The problem is that—aside from his very successful current career—Andreessen has long disclaimed any interest in serving as CEO of a company.
We might hope, though, that out of a sense of moral responsibility for his creation, Andreessen might join the board of Mozilla. His presence there would immediately stabilize the company, attract other board members to fill its depleted ranks, and help recruit a new CEO.
Who Can Run Mozilla?
A white-knight move by Andreessen would certainly help Mozilla in the interim. But it does not solve Mozilla’s long-term problem of finding a leader who will find respect inside and outside the organization and steer the organization in the right direction.
According to an interview with Eich by Jolie O’Dell at VentureBeat, Mozilla had looked at 100 candidates for the CEO position and interviewed 25 of them. “That didn’t lead to anyone being hired,” he told VentureBeat.
According to Eich, Sullivan was in the running but Mozilla’s board decided not to give him the job. Eich, as he put it, was “it”—against his initial wishes, he told O’Dell.
“I was asked to put my hat in, and at first I didn’t want to,” he said. “But now I’m it.”
The position of Mozilla CEO isn’t the sexiest job in tech. Mozilla—the foundation and corporation put together—pulled in $311 million in revenues in 2012. Individuals who would have the technical chops and expertise to be CEO of Mozilla could easily find high-paying jobs with the likes of Apple or Google. They could also start their own company and raise venture capital with the eye towards a billion-dollar sale or IPO.
As a nonprofit, Mozilla isn’t going to get acquired or go public. Finding a candidate with technical and business prowess, relatively low expectations for compensation compared to the paydays Silicon Valley generates, and who also shares wholeheartedly in the philosophical ethos of Mozilla—an open Web that benefits humanity—is going to be supremely challenging.
That’s not to say there aren’t some intriguing candidates to consider.
Linus Torvalds—the founder of the open-source operating system Linux—might be a great choice. But he doesn’t really need the job and doesn’t have the experience running a large organization.
Tom Preston-Werner, the cofounder and president of GitHub, would be an interesting choice if he were so inclined. One problem: He is currently on leave from his job after facing allegations of sexism following the resignation of a high-profile engineer, Julie Ann Horvath.
Michael Mullany, the CEO of Sencha, is a Netscape veteran and Stanford alum. His company is one of the leaders in HTML5 development.

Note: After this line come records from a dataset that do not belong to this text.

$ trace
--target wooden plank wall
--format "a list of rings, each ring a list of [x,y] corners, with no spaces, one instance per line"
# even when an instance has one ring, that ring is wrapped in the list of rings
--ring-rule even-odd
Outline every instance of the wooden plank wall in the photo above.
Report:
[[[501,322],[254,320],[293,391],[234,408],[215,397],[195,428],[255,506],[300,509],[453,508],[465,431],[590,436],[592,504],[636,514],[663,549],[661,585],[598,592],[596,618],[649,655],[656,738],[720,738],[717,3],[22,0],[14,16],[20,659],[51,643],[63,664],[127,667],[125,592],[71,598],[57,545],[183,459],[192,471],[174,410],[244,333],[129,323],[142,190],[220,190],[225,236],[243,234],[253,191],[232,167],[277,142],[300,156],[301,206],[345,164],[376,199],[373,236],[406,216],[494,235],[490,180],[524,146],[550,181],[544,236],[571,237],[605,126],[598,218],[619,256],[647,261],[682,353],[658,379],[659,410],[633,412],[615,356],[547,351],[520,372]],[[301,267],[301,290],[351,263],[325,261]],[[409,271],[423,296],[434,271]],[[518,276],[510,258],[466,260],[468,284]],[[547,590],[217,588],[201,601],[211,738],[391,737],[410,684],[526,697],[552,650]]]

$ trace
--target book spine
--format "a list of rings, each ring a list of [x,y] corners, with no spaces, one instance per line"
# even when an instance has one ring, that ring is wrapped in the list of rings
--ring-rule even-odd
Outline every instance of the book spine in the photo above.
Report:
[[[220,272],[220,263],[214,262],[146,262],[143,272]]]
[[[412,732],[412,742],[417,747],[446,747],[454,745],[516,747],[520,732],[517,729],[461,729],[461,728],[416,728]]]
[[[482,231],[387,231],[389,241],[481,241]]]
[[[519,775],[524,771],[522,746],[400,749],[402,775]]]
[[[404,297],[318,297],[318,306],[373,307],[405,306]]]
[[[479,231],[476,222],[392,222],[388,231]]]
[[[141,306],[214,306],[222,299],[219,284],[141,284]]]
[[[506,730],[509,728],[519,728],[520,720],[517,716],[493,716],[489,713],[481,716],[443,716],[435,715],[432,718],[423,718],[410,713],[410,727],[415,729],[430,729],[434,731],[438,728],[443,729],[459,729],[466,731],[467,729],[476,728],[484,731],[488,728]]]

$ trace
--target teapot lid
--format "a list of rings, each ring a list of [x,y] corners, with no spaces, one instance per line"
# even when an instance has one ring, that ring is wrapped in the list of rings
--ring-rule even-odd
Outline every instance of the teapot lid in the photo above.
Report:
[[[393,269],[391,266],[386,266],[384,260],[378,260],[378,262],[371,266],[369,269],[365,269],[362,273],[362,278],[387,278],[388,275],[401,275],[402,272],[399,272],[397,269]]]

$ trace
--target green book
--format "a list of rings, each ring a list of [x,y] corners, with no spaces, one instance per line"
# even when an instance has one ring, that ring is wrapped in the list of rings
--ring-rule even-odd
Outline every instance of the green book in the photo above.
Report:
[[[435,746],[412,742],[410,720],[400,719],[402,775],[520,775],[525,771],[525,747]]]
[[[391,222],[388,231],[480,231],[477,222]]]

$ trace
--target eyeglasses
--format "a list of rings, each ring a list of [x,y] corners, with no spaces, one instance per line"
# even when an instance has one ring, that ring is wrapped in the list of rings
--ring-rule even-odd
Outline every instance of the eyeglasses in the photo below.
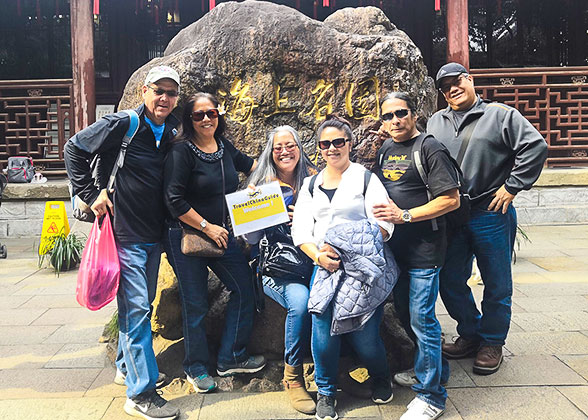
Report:
[[[167,96],[169,96],[170,98],[175,98],[176,96],[178,96],[177,90],[165,90],[160,87],[153,87],[153,86],[149,86],[149,85],[147,85],[147,87],[149,89],[151,89],[153,91],[153,93],[155,93],[157,96],[163,96],[164,93]]]
[[[348,142],[349,139],[346,139],[344,137],[339,137],[333,140],[321,140],[318,142],[319,144],[319,149],[321,150],[327,150],[331,147],[331,144],[333,146],[335,146],[337,149],[342,148],[343,146],[345,146],[345,143]]]
[[[293,150],[294,150],[296,147],[298,147],[298,145],[297,145],[296,143],[288,143],[288,144],[287,144],[287,145],[285,145],[285,146],[282,146],[282,145],[280,144],[280,145],[274,146],[274,153],[275,153],[276,155],[279,155],[280,153],[282,153],[282,150],[284,150],[284,149],[286,150],[286,152],[291,152],[291,151],[293,151]]]
[[[382,121],[392,121],[394,116],[396,116],[396,118],[401,120],[404,117],[406,117],[407,115],[408,115],[408,109],[398,109],[394,112],[386,112],[385,114],[382,114]]]
[[[461,79],[463,79],[464,77],[465,76],[463,74],[460,74],[457,77],[453,77],[453,78],[449,79],[447,81],[447,83],[440,84],[439,91],[443,94],[449,92],[453,86],[459,86],[461,83]]]
[[[218,109],[216,108],[209,109],[208,111],[194,111],[192,112],[192,121],[202,121],[205,115],[209,120],[214,120],[215,118],[218,118],[220,112],[218,112]]]

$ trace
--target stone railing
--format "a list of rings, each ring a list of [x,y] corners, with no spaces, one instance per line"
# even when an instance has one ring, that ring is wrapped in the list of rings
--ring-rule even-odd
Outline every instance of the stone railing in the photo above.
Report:
[[[44,184],[8,184],[0,205],[0,238],[40,237],[46,201],[65,201],[72,226],[67,180]],[[89,225],[89,223],[88,223]]]
[[[66,202],[73,226],[67,180],[8,184],[0,205],[0,238],[40,236],[45,201],[50,200]],[[515,206],[523,225],[588,223],[588,168],[544,169],[530,191],[517,195]]]

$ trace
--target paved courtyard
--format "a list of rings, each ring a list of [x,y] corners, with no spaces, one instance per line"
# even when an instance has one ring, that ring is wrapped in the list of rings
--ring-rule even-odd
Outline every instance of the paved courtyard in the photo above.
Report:
[[[526,231],[514,265],[514,297],[506,358],[491,376],[471,372],[472,359],[452,362],[444,420],[588,418],[588,225]],[[37,268],[33,239],[3,239],[0,260],[0,419],[131,418],[124,387],[100,344],[114,305],[91,312],[75,300],[76,273],[56,277]],[[483,286],[473,284],[479,302]],[[446,336],[455,324],[442,304]],[[178,363],[181,361],[178,360]],[[182,419],[304,419],[282,392],[178,395]],[[413,398],[396,388],[385,406],[341,393],[344,419],[398,419]]]

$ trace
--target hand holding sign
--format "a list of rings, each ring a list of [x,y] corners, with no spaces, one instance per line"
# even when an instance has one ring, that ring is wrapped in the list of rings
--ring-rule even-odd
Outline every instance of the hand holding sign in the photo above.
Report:
[[[290,220],[277,181],[227,194],[226,200],[235,236]]]

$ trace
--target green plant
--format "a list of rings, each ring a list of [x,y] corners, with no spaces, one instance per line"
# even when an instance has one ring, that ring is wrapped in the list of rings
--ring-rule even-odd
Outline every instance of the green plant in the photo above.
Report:
[[[114,311],[110,321],[104,326],[100,342],[117,342],[118,341],[118,311]]]
[[[517,251],[520,251],[521,249],[521,243],[523,242],[529,242],[531,243],[531,238],[529,238],[529,235],[527,235],[527,232],[525,232],[525,230],[521,227],[521,225],[517,225],[517,232],[515,234],[515,242],[516,242],[516,248],[512,250],[512,263],[516,264],[517,263]]]
[[[59,276],[62,271],[75,268],[82,259],[85,241],[75,233],[66,235],[63,230],[47,239],[42,249],[39,249],[39,267],[48,258],[55,273]]]

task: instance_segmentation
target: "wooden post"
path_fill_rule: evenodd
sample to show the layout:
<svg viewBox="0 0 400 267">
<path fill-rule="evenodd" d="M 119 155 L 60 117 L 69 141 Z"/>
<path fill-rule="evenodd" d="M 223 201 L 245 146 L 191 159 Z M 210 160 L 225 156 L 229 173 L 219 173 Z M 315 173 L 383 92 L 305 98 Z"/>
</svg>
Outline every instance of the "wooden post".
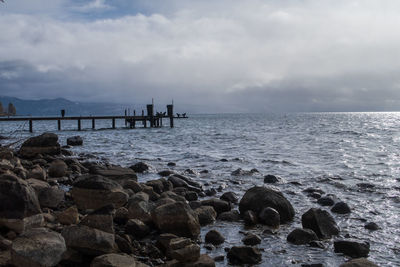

In that general realm, Sam Abadir, the CTO of AppMobi and current venture capitalist, has HTML5 chops and experience leading a company, albeit a small one. His mobile-Web experience could help push Firefox OS to phone makers and carriers.
Former Apple executive Scott Forstall and former Microsoft executive Steve Sinofsky would be interesting candidates. Mozilla would give either of them a way to dig at their old employers—and poke an eye at Google, a rival to them both.
Mozilla has an uneasy relationship with Google, which provides much of its revenues through a search partnership while it makes a competing Web browser and mobile operating system. But that makes Googlers an interesting pool to recruit from. Brian Rakowski, a VP at Google in charge of its Chrome Web browser, knows the space intimately—and would be well-poised to negotiate with the search lords of Mountain View.
Time Is Of The Essence
Eich’s final service to Mozilla was resigning swiftly when it was clear he could not continue as CEO.
Mozilla needs a leader sooner, not later. It is making a mobile push with Firefox OS. It has a growing list of hardware makers, partners who will want to talk to the company’s top leader. And Mozilla’s contract with Google will soon need to be renegotiated as well.
These are pressing matters. But even more important than these business dealings is the moral leadership Mozilla’s CEO must offer. Mozilla needs a CEO, yes, but the open Web needs a hero. It cannot hold out for one very long.